SenseTime Reports First Revenue Decline in Five Years
What’s new: SenseTime reported a drop in its six-month revenue, the first time in the past five years, due to a macroeconomic slowdown and the zero-covid policy in China.
SenseTime’s total revenue was RMB1.42 billion, a decline of 14.3% year over year. The company’s two main sectors Smart Business and Smart City, which account for 70% of the revenue, dropped 12% and 45% in revenue. SenseTime’s gross profit is RMB930 million, down 22.5% year over year, yielding a gross profit margin of 66%.
SenseTime’s market value has shrunk 60% since its market debut last year.
Why it matters: Chinese tech companies are experiencing their worst quarterly growth on record, CNBC reported, as Alibaba and Tencent posted flat or sales decline in the second quarter. As the Chinese largest computer vision tech company, SenseTime’s disappointing revenue casts a shadow over the commercialization of AI.
Trending Papers
xTrimo Multimer is a cooperation project by BioMap and HPC-AI TECH which provides a high-performance implementation of AlphaFold and AlphaFold Multimer. It accelerates the structure prediction of protein monomers and multimers by 11 times. Learn more on GitHub.

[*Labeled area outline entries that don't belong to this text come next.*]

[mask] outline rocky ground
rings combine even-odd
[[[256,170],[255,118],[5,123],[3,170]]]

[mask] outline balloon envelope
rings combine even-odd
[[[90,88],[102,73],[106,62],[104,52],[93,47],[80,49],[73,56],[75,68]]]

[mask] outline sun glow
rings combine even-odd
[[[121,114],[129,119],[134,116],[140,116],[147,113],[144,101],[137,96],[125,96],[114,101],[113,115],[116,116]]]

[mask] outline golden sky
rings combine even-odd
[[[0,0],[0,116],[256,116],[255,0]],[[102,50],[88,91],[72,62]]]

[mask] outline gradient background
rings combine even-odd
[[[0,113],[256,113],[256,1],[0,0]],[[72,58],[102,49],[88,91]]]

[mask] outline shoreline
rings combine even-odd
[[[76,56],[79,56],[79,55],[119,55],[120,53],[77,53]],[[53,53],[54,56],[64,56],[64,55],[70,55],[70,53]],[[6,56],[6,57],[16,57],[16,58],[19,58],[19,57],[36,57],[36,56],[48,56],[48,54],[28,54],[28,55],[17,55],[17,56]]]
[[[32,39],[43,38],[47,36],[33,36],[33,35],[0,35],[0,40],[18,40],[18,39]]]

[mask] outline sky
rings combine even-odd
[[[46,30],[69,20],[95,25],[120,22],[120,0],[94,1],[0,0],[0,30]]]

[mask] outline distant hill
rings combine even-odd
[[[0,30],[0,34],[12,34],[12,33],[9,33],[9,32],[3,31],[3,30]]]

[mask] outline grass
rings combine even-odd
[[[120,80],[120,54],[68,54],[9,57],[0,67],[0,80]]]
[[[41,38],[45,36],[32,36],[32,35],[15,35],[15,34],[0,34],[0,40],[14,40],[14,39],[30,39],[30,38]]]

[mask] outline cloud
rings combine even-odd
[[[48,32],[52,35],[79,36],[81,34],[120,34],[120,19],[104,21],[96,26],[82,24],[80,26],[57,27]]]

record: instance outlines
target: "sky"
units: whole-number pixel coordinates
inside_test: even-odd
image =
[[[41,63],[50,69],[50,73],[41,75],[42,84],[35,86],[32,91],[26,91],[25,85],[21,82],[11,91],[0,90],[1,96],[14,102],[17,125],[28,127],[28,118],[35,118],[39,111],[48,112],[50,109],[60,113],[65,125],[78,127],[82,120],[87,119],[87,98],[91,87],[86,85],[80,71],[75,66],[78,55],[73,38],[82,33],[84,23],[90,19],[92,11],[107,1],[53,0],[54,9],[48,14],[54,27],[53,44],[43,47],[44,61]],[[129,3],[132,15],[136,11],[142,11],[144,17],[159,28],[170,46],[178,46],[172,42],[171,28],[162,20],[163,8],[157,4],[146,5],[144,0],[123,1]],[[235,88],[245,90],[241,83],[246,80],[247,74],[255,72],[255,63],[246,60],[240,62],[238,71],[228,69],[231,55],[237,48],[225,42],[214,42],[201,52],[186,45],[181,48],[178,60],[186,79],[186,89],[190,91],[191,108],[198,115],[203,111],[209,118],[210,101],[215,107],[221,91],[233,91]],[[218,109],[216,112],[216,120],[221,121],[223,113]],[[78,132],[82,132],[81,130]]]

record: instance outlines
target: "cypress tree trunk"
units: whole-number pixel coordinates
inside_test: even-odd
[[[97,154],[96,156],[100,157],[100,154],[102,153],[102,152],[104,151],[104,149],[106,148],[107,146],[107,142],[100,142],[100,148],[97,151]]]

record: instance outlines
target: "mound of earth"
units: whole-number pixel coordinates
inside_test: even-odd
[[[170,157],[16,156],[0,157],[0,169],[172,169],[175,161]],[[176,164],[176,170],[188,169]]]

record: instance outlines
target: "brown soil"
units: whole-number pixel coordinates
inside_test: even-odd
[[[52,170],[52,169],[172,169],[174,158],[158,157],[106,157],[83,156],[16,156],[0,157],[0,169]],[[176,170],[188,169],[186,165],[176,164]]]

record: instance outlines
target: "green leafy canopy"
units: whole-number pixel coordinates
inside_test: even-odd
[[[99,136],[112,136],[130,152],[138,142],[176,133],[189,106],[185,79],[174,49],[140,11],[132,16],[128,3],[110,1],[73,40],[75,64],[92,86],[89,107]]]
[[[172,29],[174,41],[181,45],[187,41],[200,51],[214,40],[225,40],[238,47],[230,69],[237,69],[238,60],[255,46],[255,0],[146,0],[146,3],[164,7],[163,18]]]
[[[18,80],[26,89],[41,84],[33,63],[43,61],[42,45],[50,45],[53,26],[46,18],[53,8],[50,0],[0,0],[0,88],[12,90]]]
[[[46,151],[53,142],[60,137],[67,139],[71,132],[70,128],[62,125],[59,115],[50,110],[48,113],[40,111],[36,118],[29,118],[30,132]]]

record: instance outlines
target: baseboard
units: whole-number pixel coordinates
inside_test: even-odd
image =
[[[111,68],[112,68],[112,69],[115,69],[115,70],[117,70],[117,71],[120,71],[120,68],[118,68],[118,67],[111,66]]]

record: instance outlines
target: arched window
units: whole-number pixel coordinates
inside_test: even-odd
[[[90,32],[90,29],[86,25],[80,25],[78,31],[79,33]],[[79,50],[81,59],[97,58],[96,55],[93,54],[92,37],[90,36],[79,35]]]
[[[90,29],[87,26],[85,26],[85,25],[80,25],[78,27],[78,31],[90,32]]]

Alibaba’s new paper FederatedScope-GNN: Towards a Unified, Comprehensive and Efficient Package for Federated Graph Learning won the Best Paper Award at KDD 2022. In this paper, researchers discuss the challenges in creating an easy-to-use FGL package and accordingly present an implemented package FederatedScope-GNN (FS-G), which provides (1) a unified view for modularizing and expressing FGL algorithms; (2) comprehensive DataZoo and ModelZoo for out-of-the-box FGL capability; (3) an efficient model auto-tuning component; and (4) off-the-shelf privacy attack and defense abilities.
Researchers from SenseTime and Nanyang Institute of Technology introduced panoptic scene graph generation (PSG), a new problem task that requires the model to generate a more comprehensive scene graph representation based on panoptic segmentation rather than rigid bounding boxes. A high-quality PSG dataset, which contains 49k well-annotated overlapping images from COCO and Visual Genome, is created for the community to keep track of its progress. The paper Panoptic Scene Graph Generation is now on arXiv.
Rising Startups
WeRide.ai, an autonomous driving startup, is reportedly considering an initial public offering in the U.S. or Hong Kong to raise about $500 million, Bloomberg reported. Founded in 2017, the Guangzhou-based startup has accumulated more than 11 million kilometers of public road AD mileage and formed strategic partnerships with top-tier global OEMs and Tier 1 including Renault-Nissan-Mitsubishi Alliance, Yutong Group, GAC Group, Bosch, etc.
DeepWay, an autonomous truck startup, has raised RMB460 million ($67 million) in its Series A funding round. A joint venture company created by Baidu and Lionbridge in 2020, DeepWay unveiled its first electric heavy-duty truck that will be mass-produced in 2023.